Across the region, thousands of workers, including hundreds of university student volunteers, worked to clear mud from streets and gardens as inspectors checked building safety.

Mechanical diggers began tearing down unsafe buildings as hundreds of safety inspectors began checks on older commercial premises and thousands of suburban houses badly damaged by the temblors. Up to 100,000 of the city's 160,000 homes were damaged in the quake -- about 500 likely will be demolished.

Several Christian churches suffered serious damage, with several facing demolition.

At one site, Anglican Bishop of Christchurch Victoria Matthews stood beside an excavator in a construction hard hat and a raincoat to hurriedly deconsecrate a historic Anglican chapel, which had suffered irreparable damage.

Matthews was on a pastoral visit to rest home residents when a structural engineer declared the chapel a severe hazard.

As the excavator waited, engine running, the chapel's religious fittings -- including robes, chalices, altar rail and commemorative plaques -- were quickly removed.

The Bishop said she had almost no warning that the chapel faced demolition.

"So instead of wearing her Episcopal robes as she pronounced the final, formal, poignant prayer of deconsecration, she was wearing a yellow hard hat and a raincoat," the "anglicantaonga" website reported.

Saturday's powerful earthquake struck at 4:35 a.m. near the South Island city of 400,000 people, ripping open a new fault line in the Earth's surface, smashing buildings and homes, wrecking roads and disrupting the central city.

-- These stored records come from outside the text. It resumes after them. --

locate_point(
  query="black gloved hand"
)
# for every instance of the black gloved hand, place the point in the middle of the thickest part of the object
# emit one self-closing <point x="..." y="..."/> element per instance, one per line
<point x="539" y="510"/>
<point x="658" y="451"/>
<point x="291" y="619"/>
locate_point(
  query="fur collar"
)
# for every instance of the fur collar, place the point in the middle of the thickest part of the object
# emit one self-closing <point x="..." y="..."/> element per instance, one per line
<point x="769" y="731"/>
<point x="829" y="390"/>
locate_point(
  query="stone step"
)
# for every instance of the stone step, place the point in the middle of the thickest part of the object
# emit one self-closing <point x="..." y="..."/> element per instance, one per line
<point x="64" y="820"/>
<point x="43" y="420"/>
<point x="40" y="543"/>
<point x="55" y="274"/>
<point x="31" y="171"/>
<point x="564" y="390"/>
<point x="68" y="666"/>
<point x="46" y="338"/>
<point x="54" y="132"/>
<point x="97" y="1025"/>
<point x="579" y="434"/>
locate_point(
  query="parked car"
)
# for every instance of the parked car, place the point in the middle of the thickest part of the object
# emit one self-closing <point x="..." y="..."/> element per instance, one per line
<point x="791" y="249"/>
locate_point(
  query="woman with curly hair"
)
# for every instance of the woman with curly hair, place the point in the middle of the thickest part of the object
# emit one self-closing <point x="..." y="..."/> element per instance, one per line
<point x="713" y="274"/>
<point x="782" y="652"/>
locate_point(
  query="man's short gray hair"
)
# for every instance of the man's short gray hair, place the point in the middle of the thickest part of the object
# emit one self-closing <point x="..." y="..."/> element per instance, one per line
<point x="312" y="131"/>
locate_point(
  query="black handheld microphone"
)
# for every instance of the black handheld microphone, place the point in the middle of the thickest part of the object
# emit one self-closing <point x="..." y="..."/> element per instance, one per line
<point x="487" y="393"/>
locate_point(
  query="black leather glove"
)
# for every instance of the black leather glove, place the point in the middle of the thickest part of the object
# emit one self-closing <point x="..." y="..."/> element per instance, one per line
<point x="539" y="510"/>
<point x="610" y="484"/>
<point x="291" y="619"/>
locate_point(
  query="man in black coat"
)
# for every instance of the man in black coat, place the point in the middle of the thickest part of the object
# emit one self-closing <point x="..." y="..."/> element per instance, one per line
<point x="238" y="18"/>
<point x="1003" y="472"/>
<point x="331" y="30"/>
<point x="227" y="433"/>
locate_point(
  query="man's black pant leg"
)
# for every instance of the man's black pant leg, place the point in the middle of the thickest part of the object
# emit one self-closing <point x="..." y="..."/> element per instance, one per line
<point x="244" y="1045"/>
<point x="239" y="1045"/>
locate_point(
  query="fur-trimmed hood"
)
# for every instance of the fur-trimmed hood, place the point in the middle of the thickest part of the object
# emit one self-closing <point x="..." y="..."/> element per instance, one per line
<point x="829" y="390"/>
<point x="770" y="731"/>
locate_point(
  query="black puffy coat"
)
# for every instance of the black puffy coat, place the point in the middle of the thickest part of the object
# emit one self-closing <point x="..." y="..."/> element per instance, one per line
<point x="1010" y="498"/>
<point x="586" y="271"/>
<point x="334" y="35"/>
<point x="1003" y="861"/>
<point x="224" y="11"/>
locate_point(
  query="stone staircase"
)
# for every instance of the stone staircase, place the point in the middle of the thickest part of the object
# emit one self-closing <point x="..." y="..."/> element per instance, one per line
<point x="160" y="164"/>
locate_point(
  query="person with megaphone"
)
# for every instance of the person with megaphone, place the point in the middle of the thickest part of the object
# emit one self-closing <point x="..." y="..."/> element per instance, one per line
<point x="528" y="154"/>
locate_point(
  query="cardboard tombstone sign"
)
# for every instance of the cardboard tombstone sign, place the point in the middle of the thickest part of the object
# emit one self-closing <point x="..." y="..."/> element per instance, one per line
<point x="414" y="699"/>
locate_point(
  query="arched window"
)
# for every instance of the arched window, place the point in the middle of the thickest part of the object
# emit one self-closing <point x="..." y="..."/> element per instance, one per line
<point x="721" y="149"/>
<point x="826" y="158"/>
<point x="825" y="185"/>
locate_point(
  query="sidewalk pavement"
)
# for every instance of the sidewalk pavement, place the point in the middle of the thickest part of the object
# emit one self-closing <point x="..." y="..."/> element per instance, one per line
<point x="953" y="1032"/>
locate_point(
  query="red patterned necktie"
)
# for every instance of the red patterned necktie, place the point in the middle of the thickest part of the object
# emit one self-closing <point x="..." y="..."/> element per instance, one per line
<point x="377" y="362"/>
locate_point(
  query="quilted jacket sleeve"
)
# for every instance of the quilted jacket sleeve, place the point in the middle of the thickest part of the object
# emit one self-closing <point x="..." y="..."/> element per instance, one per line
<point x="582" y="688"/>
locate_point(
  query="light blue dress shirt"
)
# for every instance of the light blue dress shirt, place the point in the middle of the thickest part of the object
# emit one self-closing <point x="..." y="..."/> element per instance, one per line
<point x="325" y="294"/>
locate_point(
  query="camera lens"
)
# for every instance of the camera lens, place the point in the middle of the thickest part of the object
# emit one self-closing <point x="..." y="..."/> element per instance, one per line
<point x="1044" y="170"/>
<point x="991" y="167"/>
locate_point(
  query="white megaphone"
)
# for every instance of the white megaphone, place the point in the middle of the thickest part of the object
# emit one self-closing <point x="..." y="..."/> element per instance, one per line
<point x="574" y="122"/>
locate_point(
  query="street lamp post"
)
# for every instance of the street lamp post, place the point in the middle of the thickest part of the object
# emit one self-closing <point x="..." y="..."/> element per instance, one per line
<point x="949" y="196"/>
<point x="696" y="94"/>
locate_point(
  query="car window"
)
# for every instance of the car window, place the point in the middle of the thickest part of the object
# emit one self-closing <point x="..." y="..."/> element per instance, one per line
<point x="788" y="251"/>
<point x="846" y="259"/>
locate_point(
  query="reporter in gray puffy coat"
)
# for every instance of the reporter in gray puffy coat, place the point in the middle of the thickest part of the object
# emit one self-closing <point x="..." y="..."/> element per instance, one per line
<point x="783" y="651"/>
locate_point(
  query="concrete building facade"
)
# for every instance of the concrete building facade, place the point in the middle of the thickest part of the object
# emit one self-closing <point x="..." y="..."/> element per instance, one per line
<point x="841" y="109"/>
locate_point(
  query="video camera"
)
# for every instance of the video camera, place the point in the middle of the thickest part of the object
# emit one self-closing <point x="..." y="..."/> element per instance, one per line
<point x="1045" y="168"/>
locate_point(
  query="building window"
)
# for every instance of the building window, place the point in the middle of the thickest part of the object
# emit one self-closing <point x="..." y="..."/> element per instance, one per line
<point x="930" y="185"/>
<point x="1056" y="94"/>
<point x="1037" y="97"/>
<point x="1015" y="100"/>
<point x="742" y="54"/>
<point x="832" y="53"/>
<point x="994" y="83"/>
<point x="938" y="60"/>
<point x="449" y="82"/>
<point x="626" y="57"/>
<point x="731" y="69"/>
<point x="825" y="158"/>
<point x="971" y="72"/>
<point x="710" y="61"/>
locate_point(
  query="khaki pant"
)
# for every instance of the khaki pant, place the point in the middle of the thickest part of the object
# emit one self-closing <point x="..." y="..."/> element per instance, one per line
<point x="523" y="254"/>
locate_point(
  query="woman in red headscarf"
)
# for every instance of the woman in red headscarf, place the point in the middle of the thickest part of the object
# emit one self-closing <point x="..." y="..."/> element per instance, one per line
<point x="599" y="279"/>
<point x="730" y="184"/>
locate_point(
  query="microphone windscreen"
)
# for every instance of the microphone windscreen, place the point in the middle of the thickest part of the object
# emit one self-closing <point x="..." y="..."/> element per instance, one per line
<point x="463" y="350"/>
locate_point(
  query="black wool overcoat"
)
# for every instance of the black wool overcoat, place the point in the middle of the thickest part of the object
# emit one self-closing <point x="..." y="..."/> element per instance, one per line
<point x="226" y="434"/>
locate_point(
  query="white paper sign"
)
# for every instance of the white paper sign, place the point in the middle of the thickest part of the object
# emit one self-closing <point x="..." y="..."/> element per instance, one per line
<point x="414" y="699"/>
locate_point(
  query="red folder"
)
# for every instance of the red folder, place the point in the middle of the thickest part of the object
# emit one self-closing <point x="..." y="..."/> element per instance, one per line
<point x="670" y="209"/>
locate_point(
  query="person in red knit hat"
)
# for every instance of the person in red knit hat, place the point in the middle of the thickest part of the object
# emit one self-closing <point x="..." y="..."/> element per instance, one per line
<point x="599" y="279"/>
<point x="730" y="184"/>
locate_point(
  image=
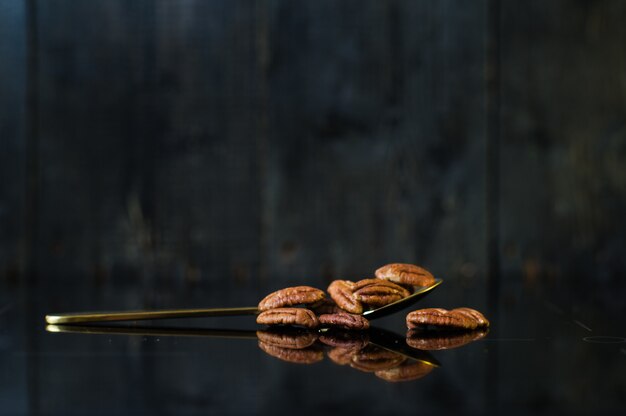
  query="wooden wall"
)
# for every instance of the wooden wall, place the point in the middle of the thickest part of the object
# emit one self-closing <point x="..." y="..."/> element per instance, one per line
<point x="228" y="143"/>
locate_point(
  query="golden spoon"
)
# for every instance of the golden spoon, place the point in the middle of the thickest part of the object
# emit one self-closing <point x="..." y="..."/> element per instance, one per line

No one was killed and only two people were seriously injured -- which authorities attributed to good building codes and the quake's early morning timing.

The city center remained cordoned off by troops Thursday, as a state of civil emergency remained in force. Only business owners and workers were allowed access.

Officials said Wednesday that the full bill for quake damage could reach 4 billion New Zealand dollars ($2.9 billion).